I am not sure yet how to change the code to explain what I mean.
The issue I see, and let me know if I misunderstood something, is the
fact that you have to tell from which module you take your elements.
In the IoCs I know from Java, what you should tell is what you want
rather than from where.
For example,
If you have all your services that depend on a logging service, then I
would like each component to be able to say "I want the logging
service" without taking care of the source. It could be a file logger,
a db logger or a System.out logger.
I think my issue is that I am use to get the instances from the
context and therefore I am use to see the context doing the wiring but
it seems here the modules are doing it.
My approach right now is the following:
I define together a Component + Module + Trait + Implementation trait
On each module I compose them with the components they need so it is
also very easy to understand what is going on.
But the issue with this approach is that it is impossible to tell the
module to use another implementation. For example, I want the context
to inject TestLogger instead of DBLogger during my tests. But because
I use the components I don't see how to do that efficiently.

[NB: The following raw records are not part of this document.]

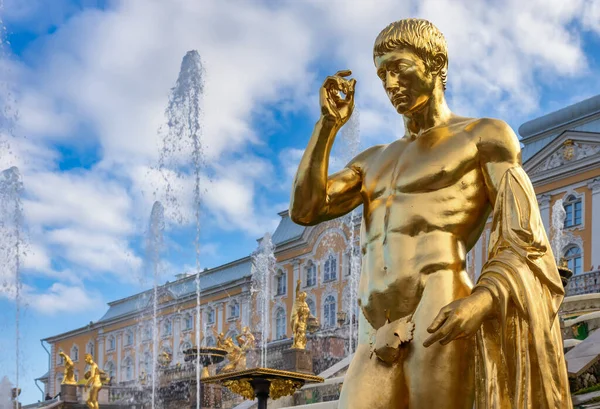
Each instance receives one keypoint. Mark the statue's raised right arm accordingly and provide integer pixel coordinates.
(315, 196)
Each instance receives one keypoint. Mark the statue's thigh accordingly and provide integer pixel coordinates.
(440, 376)
(371, 384)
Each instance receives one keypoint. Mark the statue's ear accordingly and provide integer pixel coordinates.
(438, 63)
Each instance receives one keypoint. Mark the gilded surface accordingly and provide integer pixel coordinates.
(299, 318)
(69, 375)
(283, 387)
(426, 198)
(93, 382)
(240, 386)
(236, 354)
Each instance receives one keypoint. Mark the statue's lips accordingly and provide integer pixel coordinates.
(399, 99)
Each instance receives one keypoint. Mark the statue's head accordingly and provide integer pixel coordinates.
(411, 59)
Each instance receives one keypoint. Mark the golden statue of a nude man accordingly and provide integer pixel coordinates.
(428, 337)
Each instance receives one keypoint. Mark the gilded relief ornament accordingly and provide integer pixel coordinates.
(240, 386)
(69, 374)
(495, 344)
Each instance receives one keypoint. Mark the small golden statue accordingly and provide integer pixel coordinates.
(69, 374)
(236, 354)
(94, 379)
(299, 318)
(426, 198)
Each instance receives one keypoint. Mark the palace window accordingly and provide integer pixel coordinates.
(210, 315)
(330, 269)
(129, 338)
(234, 309)
(147, 332)
(188, 321)
(312, 307)
(281, 282)
(128, 369)
(167, 328)
(573, 257)
(329, 311)
(148, 363)
(311, 274)
(75, 353)
(280, 324)
(185, 346)
(109, 368)
(574, 211)
(111, 343)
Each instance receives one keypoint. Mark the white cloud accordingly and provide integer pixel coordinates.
(63, 299)
(105, 76)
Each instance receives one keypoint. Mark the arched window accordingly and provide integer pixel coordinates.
(148, 363)
(280, 323)
(89, 349)
(311, 274)
(128, 364)
(280, 279)
(75, 353)
(210, 315)
(188, 321)
(573, 209)
(111, 343)
(167, 328)
(312, 307)
(330, 268)
(234, 309)
(573, 257)
(129, 337)
(185, 346)
(109, 368)
(329, 311)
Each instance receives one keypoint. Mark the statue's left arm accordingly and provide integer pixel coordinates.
(514, 305)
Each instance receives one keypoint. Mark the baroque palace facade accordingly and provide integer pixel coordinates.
(560, 152)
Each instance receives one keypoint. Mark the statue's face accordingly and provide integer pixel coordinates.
(406, 79)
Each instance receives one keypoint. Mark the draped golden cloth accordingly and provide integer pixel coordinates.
(520, 362)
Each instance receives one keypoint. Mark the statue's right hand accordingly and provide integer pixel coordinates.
(333, 107)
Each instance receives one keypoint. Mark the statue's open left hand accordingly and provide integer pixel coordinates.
(333, 107)
(460, 319)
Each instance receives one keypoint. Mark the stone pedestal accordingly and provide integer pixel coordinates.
(68, 393)
(297, 360)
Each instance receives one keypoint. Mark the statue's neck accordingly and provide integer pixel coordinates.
(433, 113)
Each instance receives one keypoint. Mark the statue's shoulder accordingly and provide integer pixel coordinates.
(495, 139)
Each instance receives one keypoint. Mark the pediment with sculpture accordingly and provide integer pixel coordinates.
(566, 151)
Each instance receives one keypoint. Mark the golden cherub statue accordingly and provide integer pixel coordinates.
(69, 374)
(299, 318)
(426, 198)
(94, 379)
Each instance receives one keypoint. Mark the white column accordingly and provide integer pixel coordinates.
(245, 306)
(478, 253)
(219, 316)
(544, 203)
(594, 186)
(176, 337)
(119, 345)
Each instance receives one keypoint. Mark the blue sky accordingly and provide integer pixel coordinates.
(91, 79)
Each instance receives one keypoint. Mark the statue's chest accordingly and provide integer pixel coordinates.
(420, 167)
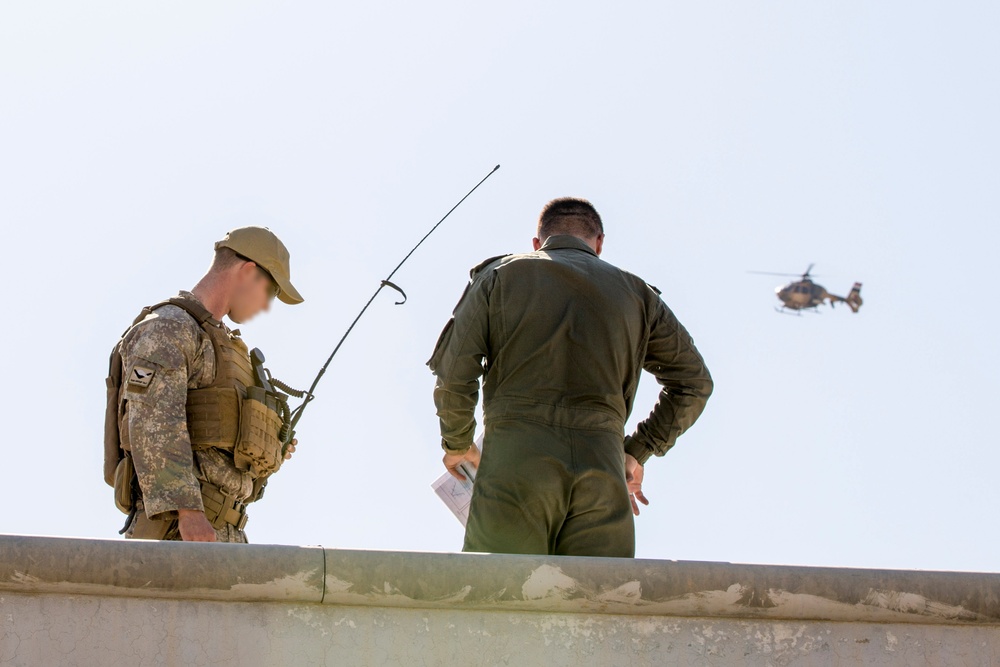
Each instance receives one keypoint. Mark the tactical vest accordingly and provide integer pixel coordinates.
(231, 414)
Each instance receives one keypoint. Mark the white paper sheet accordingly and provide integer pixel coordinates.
(455, 493)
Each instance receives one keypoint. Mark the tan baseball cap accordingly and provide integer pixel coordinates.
(260, 245)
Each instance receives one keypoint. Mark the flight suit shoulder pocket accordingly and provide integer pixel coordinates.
(439, 347)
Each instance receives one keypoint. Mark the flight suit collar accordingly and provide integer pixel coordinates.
(561, 241)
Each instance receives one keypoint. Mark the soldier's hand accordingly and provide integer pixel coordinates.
(633, 479)
(194, 526)
(451, 461)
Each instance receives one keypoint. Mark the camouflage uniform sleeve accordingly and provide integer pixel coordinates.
(159, 356)
(458, 364)
(686, 385)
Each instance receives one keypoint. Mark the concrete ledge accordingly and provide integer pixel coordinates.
(119, 568)
(45, 565)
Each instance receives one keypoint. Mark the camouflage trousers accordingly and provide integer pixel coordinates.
(142, 528)
(543, 489)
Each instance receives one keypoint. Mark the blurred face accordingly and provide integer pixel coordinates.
(253, 292)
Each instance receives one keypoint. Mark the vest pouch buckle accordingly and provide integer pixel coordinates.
(259, 447)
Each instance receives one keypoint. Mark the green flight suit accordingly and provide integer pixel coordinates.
(561, 337)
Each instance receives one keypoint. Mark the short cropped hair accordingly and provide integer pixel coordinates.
(569, 215)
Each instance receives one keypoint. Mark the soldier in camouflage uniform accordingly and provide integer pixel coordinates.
(171, 354)
(561, 337)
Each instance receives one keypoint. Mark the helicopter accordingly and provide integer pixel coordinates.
(804, 294)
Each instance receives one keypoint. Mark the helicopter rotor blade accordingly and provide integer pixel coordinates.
(772, 273)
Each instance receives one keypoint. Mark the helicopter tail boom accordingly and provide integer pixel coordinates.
(853, 299)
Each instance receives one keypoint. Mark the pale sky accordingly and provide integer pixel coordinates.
(714, 137)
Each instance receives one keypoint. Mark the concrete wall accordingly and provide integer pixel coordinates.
(89, 602)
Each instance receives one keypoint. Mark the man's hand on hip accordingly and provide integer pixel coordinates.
(633, 478)
(452, 460)
(194, 526)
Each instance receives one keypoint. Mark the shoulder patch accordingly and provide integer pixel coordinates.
(141, 375)
(482, 265)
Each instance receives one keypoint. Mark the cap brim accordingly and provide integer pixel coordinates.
(288, 293)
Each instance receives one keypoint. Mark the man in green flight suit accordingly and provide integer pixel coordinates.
(561, 337)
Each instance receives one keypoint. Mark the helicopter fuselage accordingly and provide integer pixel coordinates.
(802, 294)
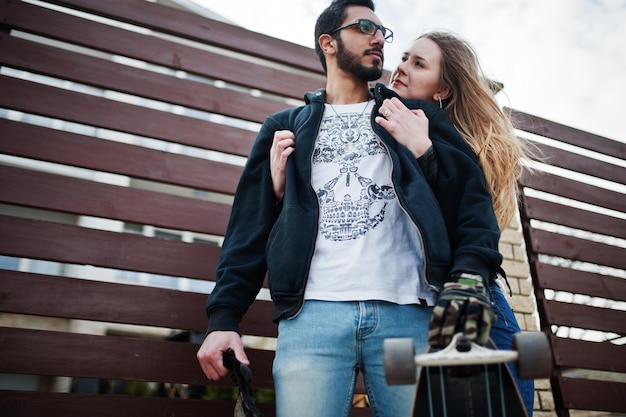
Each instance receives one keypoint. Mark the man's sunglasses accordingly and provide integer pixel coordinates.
(369, 28)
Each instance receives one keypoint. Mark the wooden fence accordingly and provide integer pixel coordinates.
(573, 214)
(124, 125)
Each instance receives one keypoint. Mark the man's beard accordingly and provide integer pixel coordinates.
(351, 64)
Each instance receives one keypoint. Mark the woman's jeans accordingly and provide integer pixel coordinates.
(501, 334)
(322, 349)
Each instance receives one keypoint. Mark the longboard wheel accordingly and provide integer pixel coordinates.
(535, 356)
(399, 359)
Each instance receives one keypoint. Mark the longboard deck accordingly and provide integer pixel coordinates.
(472, 390)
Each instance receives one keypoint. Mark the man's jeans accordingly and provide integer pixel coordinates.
(321, 350)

Again I love the components idea because it makes it very clear what
is being used. But I fail to see how to make it modular as well.
Now that I think about it, tell me if I am right. What I should do is
to have two main modules:
Prod and Dev
Then for each Service I create two Components, one for prod and one
for dev. and then in my context, I can map which component I want and
I can mock whatever I want. Also, this way I can decide to take
ServiceA from Prod and ServiceB from Dev or both from Dev etc etc.
I think my issue was the concept of Module. I will try what I just
explained and I'll let you know.
Please tell me what you think about the idea.